Alignment can also be done using some internal property of the nouns. This occurs in some North American languages, which may have a robust animacy hierarchy for nouns; in Navajo, the two arguments of a transitive verb are positioned with the most animate first, where the most animate usually the agent and an inflection on the verb indicates when the less animate noun is the agent instead. (Of course, you could interpret the same Navajo alignment scheme as using word order, with an inversion inflection for the verb, and a convention that the more animate noun has to come first. Whether that counts as "caseless" is an argument about terminology, as the language works the same way however it's described.)
Most verbs are either intransitive, with one argument, or transitive with two arguments; and we've been describing alignment systems in terms of how they treat those two most common kinds of verbs. In particular, which of the two arguments to a transitive verb is treated like the one argument to an intransitive verb.
But there may also be a class of ditransitive verbs, with three arguments; the three argument roles are then agent, theme, and recipient. In English, we'd have
- The librarian gave the student the book.
where the librarian is the agent, the book is the theme, and the student is the recipient. But the question is, of the theme and recipient, which of them is treated like the patient of a transitive verb? This is the same sort of question as asking which of the arguments to a transitive verb is treated like the one argument to an interasitive verb.
A language that treats the theme like the patient is indirective (though you won't encounter that term very much, as apparently most languages work like that). A language that treats the recipient like the patient is called by any of several names: secundative, primary object, dechticaetiative, and — believe it or not — anti-ergative.
From the above example, apparently English is of the less common, secundative type: the recipient is treated like the patient of a transitive verb — positioned immediately after the verb — while the theme is treated in a new way, different from either transitive argument — positioned second after the verb. This is confirmed by what happens when this sentence is converted to passive voice, which drops the agent and promotes the patient to nominative treatment — which in English means the patient gets positioned before the verb.
- The student was given the book.
This makes things sound very tidy, but language is generally organic rather than tidy. Consider the English sentence
- The librarian gave the book to the student.
and its passive form
- The book was given to the student.
What has happened here? The reduction of "The librarian gave the student the book" to "The librarian gave the book" is analogous to passive voice, except that instead of dropping the first argument (the librarian) and promoting the second argument (the student) to its place, this drops the second argument (the student) and promotes the third argument (the book) to its place. The passive form of this would then be "The book was given." Adding a prepositional phrase for the recipient to both of these produces "The librarian gave the book to the student" and "The book was given to the student."

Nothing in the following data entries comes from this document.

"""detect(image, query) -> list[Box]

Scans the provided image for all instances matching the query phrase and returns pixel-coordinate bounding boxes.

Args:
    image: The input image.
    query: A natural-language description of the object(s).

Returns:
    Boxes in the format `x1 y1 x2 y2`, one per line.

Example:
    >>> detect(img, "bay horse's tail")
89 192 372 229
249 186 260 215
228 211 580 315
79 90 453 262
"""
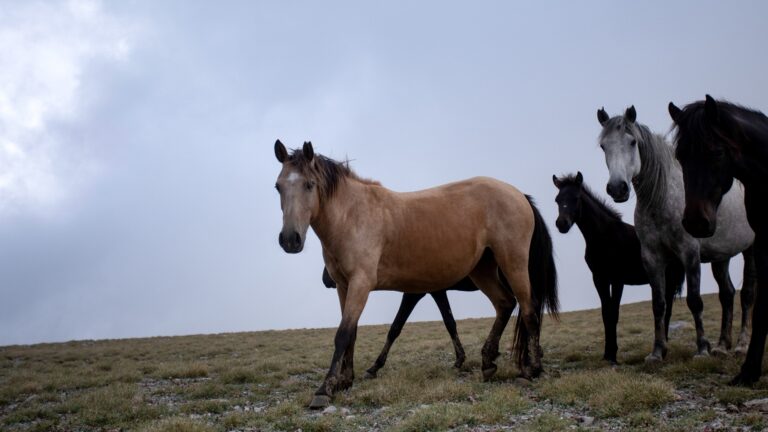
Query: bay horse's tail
514 195 560 365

Which may again seem tidy... but not everyone will agree that English is secundative, claiming instead that it's primarily indirective with some secundative mixed in (keep in mind, this is a question of how to describe the language, not how it works); and, more substantively, some dialects of English would say things like "The book was given the student by the librarian" (which most native English speakers would understand even though they mightn't say it themselves).